Processed EHR text can be used to develop CDS tools

Free text in electronic health records, with the help of natural language processing (NLP) technology, can be used to create accurate clinical decision support (CDS) tools, according to a study published this week in the Journal of the American Medical Informatics Association.

Researchers from the Mayo Clinic set out to develop a CDS system for cervical cancer screening geared specifically toward identifying patients with abnormal Papanicolaou (Pap) reports. According to the study's authors, providers often don't follow proper protocol for cervical cancer screenings; they believed that the use of CDS would help providers in their screening efforts.

Pap reports, however, are compiled in non-computer-friendly free text in patient records; free text, according to the authors, has been "largely underutilized" in CDS efforts, due to accuracy concerns. To that end, the authors opted to create various NLP tools for text extraction, with an ultimate goal in mind of creating a CDS system using a free-text rulebase--which would pull information from EHRs--and a guidelines rulebase--which would pull from national cervical cancer screening guidelines.

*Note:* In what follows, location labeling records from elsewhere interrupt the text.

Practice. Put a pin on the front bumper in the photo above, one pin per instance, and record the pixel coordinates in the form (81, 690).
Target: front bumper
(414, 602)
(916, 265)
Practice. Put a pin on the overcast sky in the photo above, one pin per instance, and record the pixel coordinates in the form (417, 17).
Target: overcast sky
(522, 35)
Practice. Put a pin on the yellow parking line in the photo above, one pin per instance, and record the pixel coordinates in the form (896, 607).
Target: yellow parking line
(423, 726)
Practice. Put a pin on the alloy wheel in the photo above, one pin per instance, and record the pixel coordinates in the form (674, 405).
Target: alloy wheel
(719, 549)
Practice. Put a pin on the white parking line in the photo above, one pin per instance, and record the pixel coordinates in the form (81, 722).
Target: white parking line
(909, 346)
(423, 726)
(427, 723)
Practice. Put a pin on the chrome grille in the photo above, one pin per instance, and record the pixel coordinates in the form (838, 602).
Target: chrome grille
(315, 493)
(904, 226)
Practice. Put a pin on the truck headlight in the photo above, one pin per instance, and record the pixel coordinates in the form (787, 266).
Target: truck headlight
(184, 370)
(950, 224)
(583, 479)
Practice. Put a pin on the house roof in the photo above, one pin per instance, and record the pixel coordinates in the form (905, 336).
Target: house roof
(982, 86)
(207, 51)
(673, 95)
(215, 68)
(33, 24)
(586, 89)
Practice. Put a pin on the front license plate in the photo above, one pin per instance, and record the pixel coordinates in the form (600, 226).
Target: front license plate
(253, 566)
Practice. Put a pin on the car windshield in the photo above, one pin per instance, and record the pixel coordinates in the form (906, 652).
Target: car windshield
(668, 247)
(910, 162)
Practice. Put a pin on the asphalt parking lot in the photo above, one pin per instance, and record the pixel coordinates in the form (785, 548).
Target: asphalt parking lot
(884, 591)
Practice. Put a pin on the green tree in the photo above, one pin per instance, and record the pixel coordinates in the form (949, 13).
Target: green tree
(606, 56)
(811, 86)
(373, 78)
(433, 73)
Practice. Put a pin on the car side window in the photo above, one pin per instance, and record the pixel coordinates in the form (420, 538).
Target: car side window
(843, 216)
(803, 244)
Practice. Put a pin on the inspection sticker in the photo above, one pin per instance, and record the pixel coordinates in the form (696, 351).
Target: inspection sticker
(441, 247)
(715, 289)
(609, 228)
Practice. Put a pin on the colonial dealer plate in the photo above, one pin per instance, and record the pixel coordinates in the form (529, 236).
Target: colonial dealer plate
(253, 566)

Overall, screening recommendations from the CDS system for 74 patients were examined, with appropriate recommendations made for all but one of the patients. That led the authors to conclude that NLP was a reliable method for retrieving EHR information for such uses

"In the near future," the authors added, "our approach would be replicated for other free text-based decision problems such as colon cancer screening, sleep disorder management and asthma management."

This is not the first study to tout the use of NLP on free text. A study published last summer in the Journal of the American Medical Association found that use of NLP on free text in EHRs identified post-operative complications with better accuracy than claims data.

Additionally, NLP is at the forefront of IBM's healthcare efforts to bring predictive analytics to providers.